Announcements of Future Feature Removals and Incompatible Changes:

* Support for automatic flushing of the nscd user/group database caches
  will be dropped in a future release.

* Support for cgroup v1 ('legacy' and 'hybrid' hierarchies) is now
  considered obsolete and systemd by default will refuse to boot under
  it. To forcibly reenable cgroup v1 support,
  SYSTEMD_CGROUP_ENABLE_LEGACY_FORCE=1 must be set on kernel command
  line. The meson option 'default-hierarchy=' is also deprecated, i.e.
  only cgroup v2 ('unified' hierarchy) can be selected as build-time
  default.

* Previously, systemd-networkd did not explicitly remove any bridge
  VLAN IDs assigned on bridge master and ports. Since version 256, if a
  .network file for an interface has at least one valid setting in the
  [BridgeVLAN] section, then all assigned VLAN IDs on the interface
  that are not configured in the .network file are removed.

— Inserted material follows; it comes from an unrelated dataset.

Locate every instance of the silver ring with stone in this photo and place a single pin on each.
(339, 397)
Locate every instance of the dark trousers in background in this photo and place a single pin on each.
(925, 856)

* systemd-gpt-auto-generator will stop generating units for ESP or
  XBOOTLDR partitions if it finds mount entries for or below the /boot/
  or /efi/ hierarchies in /etc/fstab. This is to prevent the generator
  from interfering with systems where the ESP is explicitly configured
  to be mounted at some path, for example /boot/efi/ (this type of
  setup is obsolete, but still commonly found).

* The behavior of systemd-sleep and systemd-homed has been updated to
  freeze user sessions when entering the various sleep modes or when
  locking a homed-managed home area. This is known to cause issues with
  the proprietary NVIDIA drivers. Packagers of the NVIDIA proprietary
  drivers may want to add drop-in configuration files that set
  SYSTEMD_SLEEP_FREEZE_USER_SESSION=false for systemd-suspend.service
  and related services, and SYSTEMD_HOME_LOCK_FREEZE_SESSION=false for
  systemd-homed.service.

* systemd-tmpfiles and systemd-sysusers, when given a relative
  configuration file path (with at least one directory separator '/'),
  will open the file directly, instead of searching for the given
  partial path in the standard locations. The old mode wasn't useful
  because tmpfiles.d/ and sysusers.d/ configuration has a flat
  structure with no subdirectories under the standard locations and
  this change makes it easier to work with local files with those
  tools.

* systemd-tmpfiles now properly applies nested configuration to 'R' and
  'D' stanzas. For example, with the combination of 'R /foo' and 'x
  /foo/bar', /foo/bar will now be excluded from removal.

General Changes and New Features:

* Various programs will now attempt to load the main configuration file
  from locations below /usr/lib/, /usr/local/lib/, and /run/, not just
  below /etc/. For example, systemd-logind will look for
  /etc/systemd/logind.conf, /run/systemd/logind.conf,
  /usr/local/lib/systemd/logind.conf, and /usr/lib/systemd/logind.conf,
  and use the first file that is found.  This means that the search
  logic for the main config file and for drop-ins is now the same.

  Similarly, kernel-install will look for the config files in
  /usr/lib/kernel/ and the other search locations, and now also
  supports drop-ins.

  systemd-udevd now supports drop-ins for udev.conf.

* A new 'systemd-vpick' binary has been added. It implements the new
  vpick protocol, where a "*.v/" directory may contain multiple files
  which have versions (following the UAPI version format specification)
  embedded in the file name. The files are ordered by version and
  the newest one is selected.

  systemd-nspawn --image=/--directory=, systemd-dissect,
  systemd-portabled, and the RootDirectory=, RootImage=,
  ExtensionImages=, and ExtensionDirectories= settings for units now
  support the vpick protocol and allow the latest version to be
  selected automatically if a "*.v/" directory is specified as the
  source.

* Encrypted service credentials can now be made accessible to
  unprivileged users. systemd-creds gained new options --user/--uid=
  for encrypting/decrypting a credential for a specific user.